L’homme est en prison, dans la section K. Une section où on n’enferme qu’un homme tous les cinquante ans.
Au début, on a hésité. L’homme a fait un séjour, assez long, dans un institut psychiatrique des plus modernes. Rien à voir avec les asiles d’antan.
Sauf que les médecins n’ont rien trouvé d’anormal. Pas de névrose, pas de trouble de personnalité, pas plus fou que moi, que vous.
Or, il y avait les crimes. Incompréhensibles.
Alors on l’a enchaîné et traîné jusque dans la section K. D’où personne, selon les archives de la prison qu’on a bien voulu mettre à notre disposition, n’est jamais sorti vivant. Et pourtant.
Pourtant, tous, selon les mêmes archives, y ont été enfermés sans avoir été condamnés. Étonnant, non?
Plus étonnant encore, quand j’ai ouvert les dossiers de chaque individu, je n’y ai retrouvé que leurs noms, prénoms. Rien sur la nature des crimes dont ils ont été accusés, ou simplement soupçonnés. Rien sur les liens de parenté, sur les lieux de naissance, sur la langue maternelle, sur la scolarité. Rien sur la couleur préférée. Incongru, pas vrai?
Mais plus invraisemblable encore, tous ceux qui sont passés par la section K depuis 1822 portent le même nom, le même prénom: Joe Bleau. J’ai vite compris, en consultant ethnographes, sociologues et magistrats, qu’il s’agissait d’un pseudonyme donné aux prisonniers dont on ignore l’identité réelle.
L’homme dans la section K, celui qui sort de l’institut psychiatrique, ne fait pas exception à la règle, il s’appelle Joe Bleau.
Les gardiens racontent (mais tout ce que peuvent raconter les gardiens dans leur profonde malveillance!) que Joe Bleau se déguisait, selon les jours, en tomate, en concombre, et qu’ainsi camouflé, il volait des poules dont il ne mangeait que la tête, qu’il croquait d’un coup sec. Joe Bleau possède une dentition hors de l’ordinaire.
Les policiers racontent (mais tout ce que peuvent raconter les policiers dans leur profonde malveillance!) que même si Joe Bleau ne se déplaçait qu’à bicyclette, il filait plus vite que les voitures les plus puissantes.
Dans les cercles intellectuels, à New York et à Paris, on a parlé de Joe Bleau. Pas longtemps, quelques secondes à peine. Mais ce fut suffisant pour déterminer que Joe Bleau, et tous ses prédécesseurs de la section K, dont pourtant on ne sait absolument rien, est un extraterrestre.

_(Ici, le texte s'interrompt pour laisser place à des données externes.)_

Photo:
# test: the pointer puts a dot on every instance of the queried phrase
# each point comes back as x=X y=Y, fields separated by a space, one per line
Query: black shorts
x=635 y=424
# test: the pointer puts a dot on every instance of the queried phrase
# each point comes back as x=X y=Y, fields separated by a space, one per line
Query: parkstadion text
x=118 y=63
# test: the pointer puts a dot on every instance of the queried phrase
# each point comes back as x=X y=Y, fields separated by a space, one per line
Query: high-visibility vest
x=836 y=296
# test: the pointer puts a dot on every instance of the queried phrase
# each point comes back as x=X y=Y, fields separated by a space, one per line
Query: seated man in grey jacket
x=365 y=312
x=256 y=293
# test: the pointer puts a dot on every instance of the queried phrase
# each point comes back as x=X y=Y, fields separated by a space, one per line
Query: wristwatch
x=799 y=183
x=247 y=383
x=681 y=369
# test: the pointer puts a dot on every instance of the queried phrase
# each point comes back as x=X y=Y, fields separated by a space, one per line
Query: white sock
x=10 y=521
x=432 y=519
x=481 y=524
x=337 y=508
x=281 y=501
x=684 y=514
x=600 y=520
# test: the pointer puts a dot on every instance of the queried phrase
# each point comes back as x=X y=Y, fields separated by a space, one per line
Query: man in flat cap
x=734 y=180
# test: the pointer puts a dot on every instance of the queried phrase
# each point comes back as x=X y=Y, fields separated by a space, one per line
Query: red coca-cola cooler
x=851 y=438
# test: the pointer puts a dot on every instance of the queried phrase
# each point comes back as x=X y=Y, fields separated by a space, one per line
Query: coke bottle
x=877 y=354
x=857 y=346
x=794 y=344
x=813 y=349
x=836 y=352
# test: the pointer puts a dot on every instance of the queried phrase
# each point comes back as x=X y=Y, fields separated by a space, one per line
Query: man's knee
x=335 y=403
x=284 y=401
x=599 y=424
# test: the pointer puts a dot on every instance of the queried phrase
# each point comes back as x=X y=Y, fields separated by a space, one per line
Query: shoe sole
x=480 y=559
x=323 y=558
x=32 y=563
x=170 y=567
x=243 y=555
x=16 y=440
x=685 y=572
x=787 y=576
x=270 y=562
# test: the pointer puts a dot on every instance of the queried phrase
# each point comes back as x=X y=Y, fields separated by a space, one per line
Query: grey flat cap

Un Lunien, a suggéré un auteur français membre d’un groupe conspirationniste texan dont le siège social est en Suisse. Selon sa théorie, qui amuse beaucoup ma maman, qui est généticienne, Neil Armstrong aurait laissé une microscopique partie de lui-même sur la lune, lors de son célèbre passage, ce qui aurait provoqué une réaction de clonage en chaîne, et il existerait aujourd’hui des millions de microscopiques Armstrong sur la lune et dans l’espace environnant. Il en tombe sur la Terre de temps en temps, et le contact de l’atmosphère les gonfle, leur donne l’apparence humaine.
Je n’ai pas pu rencontrer Joe Bleau, malgré mes supplications et protestations.
J’ai peut-être trop insisté sur la section K. Depuis quelques jours, je remarque deux types louches, aussi louches que les types vraiment louches dans les films américains, qui ne sont en général pas louches à moitié, qui m’épient, qui me suivent jusqu’à l’épicerie.
Si j’en venais à disparaître, je vous en prie, partagez ce texte. Partagez-le même dès maintenant. Par précaution.
J’écrirai tous les jours sur ce blogue. Tout silence de ma part doit être considéré comme suspect. Ne m’oubliez pas! Cherchez-moi! Je serai dans la section K, je le sens.